ما يلزم من وجوده الوجود ومن عدمه العدم

Artinya, “Sebab hukum ialah sesuatu yang keberadaannya menetapkan keberadaan, dan ketiadaannya menetapkan ketiadaan.”

Mengacu pada contoh di atas, berarti adanya fajar shidiq menetapkan adanya kewajiban shalat shubuh, dan ketiadan fajar shidiq meniadakan ketiadaan kewajiban shalat shubuh.

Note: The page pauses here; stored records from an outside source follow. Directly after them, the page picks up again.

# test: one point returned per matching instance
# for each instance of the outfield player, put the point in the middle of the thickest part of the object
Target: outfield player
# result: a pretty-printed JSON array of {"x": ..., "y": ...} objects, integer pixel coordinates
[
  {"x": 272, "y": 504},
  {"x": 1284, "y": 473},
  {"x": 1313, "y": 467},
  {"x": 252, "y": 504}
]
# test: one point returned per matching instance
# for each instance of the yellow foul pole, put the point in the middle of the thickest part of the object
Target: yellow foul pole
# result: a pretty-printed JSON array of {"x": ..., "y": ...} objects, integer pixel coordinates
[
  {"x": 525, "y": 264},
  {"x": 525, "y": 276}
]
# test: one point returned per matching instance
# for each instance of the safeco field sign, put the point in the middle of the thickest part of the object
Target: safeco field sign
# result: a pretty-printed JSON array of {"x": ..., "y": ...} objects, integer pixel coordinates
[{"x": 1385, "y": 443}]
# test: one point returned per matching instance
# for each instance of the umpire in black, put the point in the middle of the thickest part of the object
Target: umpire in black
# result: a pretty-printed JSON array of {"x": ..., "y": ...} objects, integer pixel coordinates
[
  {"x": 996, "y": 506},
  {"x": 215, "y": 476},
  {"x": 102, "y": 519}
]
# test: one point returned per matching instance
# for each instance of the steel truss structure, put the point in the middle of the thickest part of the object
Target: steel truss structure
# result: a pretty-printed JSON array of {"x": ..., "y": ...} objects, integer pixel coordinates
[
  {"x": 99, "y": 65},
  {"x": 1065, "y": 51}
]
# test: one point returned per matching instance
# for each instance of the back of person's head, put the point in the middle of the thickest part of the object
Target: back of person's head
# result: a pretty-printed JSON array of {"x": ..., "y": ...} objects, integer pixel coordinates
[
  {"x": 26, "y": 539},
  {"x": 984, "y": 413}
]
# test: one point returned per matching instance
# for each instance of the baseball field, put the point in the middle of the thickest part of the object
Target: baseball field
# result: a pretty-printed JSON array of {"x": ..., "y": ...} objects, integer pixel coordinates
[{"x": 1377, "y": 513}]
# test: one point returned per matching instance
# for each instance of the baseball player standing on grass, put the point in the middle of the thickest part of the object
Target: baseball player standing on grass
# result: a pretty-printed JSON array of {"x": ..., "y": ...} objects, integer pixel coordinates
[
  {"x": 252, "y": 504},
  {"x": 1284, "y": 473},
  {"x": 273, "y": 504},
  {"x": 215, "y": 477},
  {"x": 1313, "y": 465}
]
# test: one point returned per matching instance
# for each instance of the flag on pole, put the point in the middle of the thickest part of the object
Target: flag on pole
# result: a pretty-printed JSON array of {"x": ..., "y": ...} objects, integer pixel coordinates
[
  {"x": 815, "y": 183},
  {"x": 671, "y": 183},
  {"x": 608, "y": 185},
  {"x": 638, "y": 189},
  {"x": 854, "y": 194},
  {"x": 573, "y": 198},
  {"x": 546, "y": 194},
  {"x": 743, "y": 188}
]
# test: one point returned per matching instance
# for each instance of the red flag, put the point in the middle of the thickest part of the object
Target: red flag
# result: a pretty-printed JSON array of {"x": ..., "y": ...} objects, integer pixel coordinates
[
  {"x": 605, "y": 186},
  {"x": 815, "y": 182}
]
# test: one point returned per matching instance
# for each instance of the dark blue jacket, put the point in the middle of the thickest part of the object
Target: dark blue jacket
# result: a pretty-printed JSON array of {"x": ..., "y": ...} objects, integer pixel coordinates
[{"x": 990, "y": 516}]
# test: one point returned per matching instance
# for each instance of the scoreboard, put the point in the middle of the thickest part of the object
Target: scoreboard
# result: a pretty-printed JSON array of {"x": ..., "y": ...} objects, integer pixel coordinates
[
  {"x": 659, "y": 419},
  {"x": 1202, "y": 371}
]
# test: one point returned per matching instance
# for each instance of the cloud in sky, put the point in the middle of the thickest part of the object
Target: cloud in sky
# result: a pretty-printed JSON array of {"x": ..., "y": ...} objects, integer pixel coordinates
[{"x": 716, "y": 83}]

Mayoritas ulama menyatakan bahwa sebab hukum adalah:

ما يوجد عنده الحكم لا به

Artinya, “Sebab hukum adalah sesuatu yang dengan keberadaannya, hukum taklif bisa ditemukan, meski sebab hukum itu bukan merupakan bagian dari hukum taklif itu sendiri.

Sebagian ulama ada yang memperjelas bahwa sebab hukum berlaku juga secara umum pada hal-hal yang tidak selaras dengan hukum. Sementara jika selaras dengan hukum, sebab itu disebut sebagai 'illat hukum.

Sekarang, kita akan masuk pada beberapa contohnya agar bisa memperjelas pemahaman kita.

"Sedang berpergian" merupakan sebab diperbolehkannya tidak berpuasa di bulan Ramadhan. Hal ini selaras dengan pensyariatan hukum dengan pertimbangan adanya rasa payah yang bisa menimbulkan kemurahan.

"Memabukkan" merupakan sebab diharamkannya arak. Memabukkan ini merupakan sifat yang selaras atau relevan karena bisa mengakibatkan hilangnya akal.
Tapi di sisi lain, akal kita tidak bisa menemukan keselarasan antara tergelincirnya matahari dan masuknya waktu zhuhur, dan lainnya.

Berpijak dari sini kita bisa menyimpulkan bahwa “sebab hukum lebih umum dari 'illat”. Tiap ‘illat adalah sebab meski tak semua sebab adalah ‘illat. Pada akad jual beli, yang ditunjukkan dengan kerelaan keberpindahan hak milik, kita bisa menyebutnya sebagai sebab dan ‘illat, namun pada tergelincirnya waktu zhuhur sebagai penanda shalat zhuhur, kita hanya menyebutnya sebagai sebab hukum, bukan ‘illat hukum. Illat hukum ini bisa didefinisikan sebagai:

الوصف الظاهر المنضبط الذي جعل مناطا لحكم يناسبه

Artinya, “Sebuah sifat yang tampak dan terdefinisikan yang dijadikan sebagai pijakan bagi hukum yang menyelarasinya.”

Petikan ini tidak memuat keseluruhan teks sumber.